Now he’s got the full four years to plan and prepare for America’s first home Summer Games in more than 20 years, the 2028 Los Angeles Olympics. He spells out how he intends to do so in the 2025-2028 High Performance Plan, which Rowing News covered in the February issue of the print magazine. Spoiler alert: It’s underfunded.
Meanwhile, in Canada—which won six medals at those last summer American Games in 1996—a new leader has been selected from one of the great crews of the glory days, Jeff Powell, stroke of the 2002 and 2003 world-champion men’s eights. Read the entertaining stories of how he came to be the new CEO of Rowing Canada in the Rowing News interview.

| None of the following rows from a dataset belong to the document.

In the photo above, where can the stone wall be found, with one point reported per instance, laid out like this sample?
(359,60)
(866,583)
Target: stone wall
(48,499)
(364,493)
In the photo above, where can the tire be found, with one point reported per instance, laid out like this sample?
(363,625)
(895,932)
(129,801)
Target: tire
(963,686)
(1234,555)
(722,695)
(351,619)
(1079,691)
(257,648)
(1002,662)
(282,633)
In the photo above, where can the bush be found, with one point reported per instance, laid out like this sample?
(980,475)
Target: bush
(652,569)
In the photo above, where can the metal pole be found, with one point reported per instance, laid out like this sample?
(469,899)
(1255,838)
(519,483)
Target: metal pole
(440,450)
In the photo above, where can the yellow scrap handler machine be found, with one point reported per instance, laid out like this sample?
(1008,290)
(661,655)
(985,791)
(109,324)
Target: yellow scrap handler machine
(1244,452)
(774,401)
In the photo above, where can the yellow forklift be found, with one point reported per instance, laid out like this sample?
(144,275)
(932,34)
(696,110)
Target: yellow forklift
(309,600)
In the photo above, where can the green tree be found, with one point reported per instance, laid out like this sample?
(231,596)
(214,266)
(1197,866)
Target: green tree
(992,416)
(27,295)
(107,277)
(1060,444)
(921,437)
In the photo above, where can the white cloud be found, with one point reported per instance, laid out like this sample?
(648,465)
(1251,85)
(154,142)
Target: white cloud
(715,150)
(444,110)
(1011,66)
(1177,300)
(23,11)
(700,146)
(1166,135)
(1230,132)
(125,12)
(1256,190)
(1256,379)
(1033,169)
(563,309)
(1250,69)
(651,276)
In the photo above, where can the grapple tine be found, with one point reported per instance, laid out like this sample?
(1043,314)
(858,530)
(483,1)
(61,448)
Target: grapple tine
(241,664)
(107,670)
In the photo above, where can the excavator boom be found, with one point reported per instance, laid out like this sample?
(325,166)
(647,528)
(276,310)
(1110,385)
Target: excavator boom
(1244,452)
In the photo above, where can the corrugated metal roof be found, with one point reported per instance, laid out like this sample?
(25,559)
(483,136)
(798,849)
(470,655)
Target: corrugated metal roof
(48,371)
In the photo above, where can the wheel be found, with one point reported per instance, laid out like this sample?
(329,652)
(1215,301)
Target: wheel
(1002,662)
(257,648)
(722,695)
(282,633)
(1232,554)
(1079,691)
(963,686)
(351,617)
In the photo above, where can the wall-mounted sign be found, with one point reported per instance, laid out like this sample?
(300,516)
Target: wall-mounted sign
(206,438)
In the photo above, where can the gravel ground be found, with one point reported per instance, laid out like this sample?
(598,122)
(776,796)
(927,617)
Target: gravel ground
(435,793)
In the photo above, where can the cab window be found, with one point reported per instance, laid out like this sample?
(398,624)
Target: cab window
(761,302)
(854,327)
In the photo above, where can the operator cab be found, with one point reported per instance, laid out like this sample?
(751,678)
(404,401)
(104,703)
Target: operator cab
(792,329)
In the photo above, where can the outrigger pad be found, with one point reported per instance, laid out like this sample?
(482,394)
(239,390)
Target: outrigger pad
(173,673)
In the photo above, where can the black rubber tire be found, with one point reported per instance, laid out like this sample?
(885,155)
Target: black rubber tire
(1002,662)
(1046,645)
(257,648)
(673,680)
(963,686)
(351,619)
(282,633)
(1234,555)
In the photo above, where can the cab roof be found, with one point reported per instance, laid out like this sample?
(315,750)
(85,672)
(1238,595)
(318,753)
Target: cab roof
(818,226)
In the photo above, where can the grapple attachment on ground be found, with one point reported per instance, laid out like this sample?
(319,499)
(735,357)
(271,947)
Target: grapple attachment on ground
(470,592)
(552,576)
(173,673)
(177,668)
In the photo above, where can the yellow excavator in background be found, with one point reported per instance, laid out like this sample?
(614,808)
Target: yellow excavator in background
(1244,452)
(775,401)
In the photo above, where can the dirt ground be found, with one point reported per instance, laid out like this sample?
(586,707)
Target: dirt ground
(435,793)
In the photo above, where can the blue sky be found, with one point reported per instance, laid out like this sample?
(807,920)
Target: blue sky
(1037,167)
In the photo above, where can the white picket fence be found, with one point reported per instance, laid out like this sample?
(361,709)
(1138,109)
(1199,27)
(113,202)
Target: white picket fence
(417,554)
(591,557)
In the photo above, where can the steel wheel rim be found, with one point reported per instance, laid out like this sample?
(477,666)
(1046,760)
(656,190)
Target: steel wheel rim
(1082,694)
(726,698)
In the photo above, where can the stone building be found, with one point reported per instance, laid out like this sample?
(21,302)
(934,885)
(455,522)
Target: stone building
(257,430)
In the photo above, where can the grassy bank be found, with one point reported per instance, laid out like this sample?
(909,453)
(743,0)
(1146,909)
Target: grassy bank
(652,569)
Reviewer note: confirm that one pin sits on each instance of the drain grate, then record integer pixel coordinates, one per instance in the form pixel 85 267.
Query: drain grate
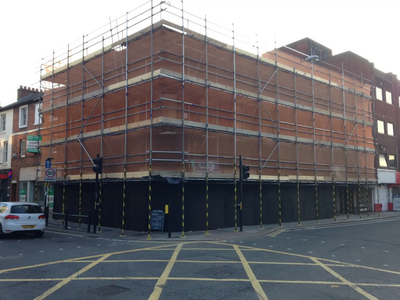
pixel 109 290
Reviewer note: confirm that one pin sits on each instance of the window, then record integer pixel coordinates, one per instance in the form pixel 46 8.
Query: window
pixel 3 122
pixel 38 119
pixel 390 129
pixel 382 160
pixel 5 152
pixel 381 127
pixel 22 146
pixel 378 92
pixel 392 161
pixel 23 116
pixel 388 97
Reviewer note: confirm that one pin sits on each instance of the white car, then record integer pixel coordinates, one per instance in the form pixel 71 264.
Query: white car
pixel 21 217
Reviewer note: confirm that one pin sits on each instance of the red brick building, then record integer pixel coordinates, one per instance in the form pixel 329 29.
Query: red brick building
pixel 26 121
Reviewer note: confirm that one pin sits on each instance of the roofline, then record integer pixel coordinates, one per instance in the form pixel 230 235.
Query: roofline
pixel 20 103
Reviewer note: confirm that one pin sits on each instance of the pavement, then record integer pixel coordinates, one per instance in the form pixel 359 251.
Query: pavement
pixel 220 234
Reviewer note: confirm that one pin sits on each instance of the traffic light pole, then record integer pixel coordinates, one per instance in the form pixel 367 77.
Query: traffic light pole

Fairness has many manifestations. Boats should start even at the beginning of a race. Coaches should give every member of the program a reasonable shot at making the first boat. But we should recognize also those who don’t have the same opportunities to row that we did, and do something to make access to our great sport more fair.
That’s exactly what the George Pocock Rowing Foundation, Hudson Boat Works, Concept2, and others are doing with the A Most Beautiful Thing Inclusion Fund. Read about their latest good work, and then read about Louisiana’s Xavier University, the latest college to add varsity rowing, partially as a result of that good work..
Safety is the most important attribute of our sport. No one should die rowing. And for the first time known to us, USRowing members achieved a zero-fatality year in 2024. As Rowing News reported, USRowing’s recent emphasis on safety and safe practices coincides with this important accomplishment. Rowing News is proud to serve the rowing community with advice about how to navigate the risks of rowing on cold water from USRowing Director of Safeguarding Tom Rooks, who also served in the United States Coast Guard.
“This progress shows our growing commitment to safety, but it’s up to all of us to maintain that momentum,” Rooks said. “Our sport is only as safe as any rower or coach’s next decision.”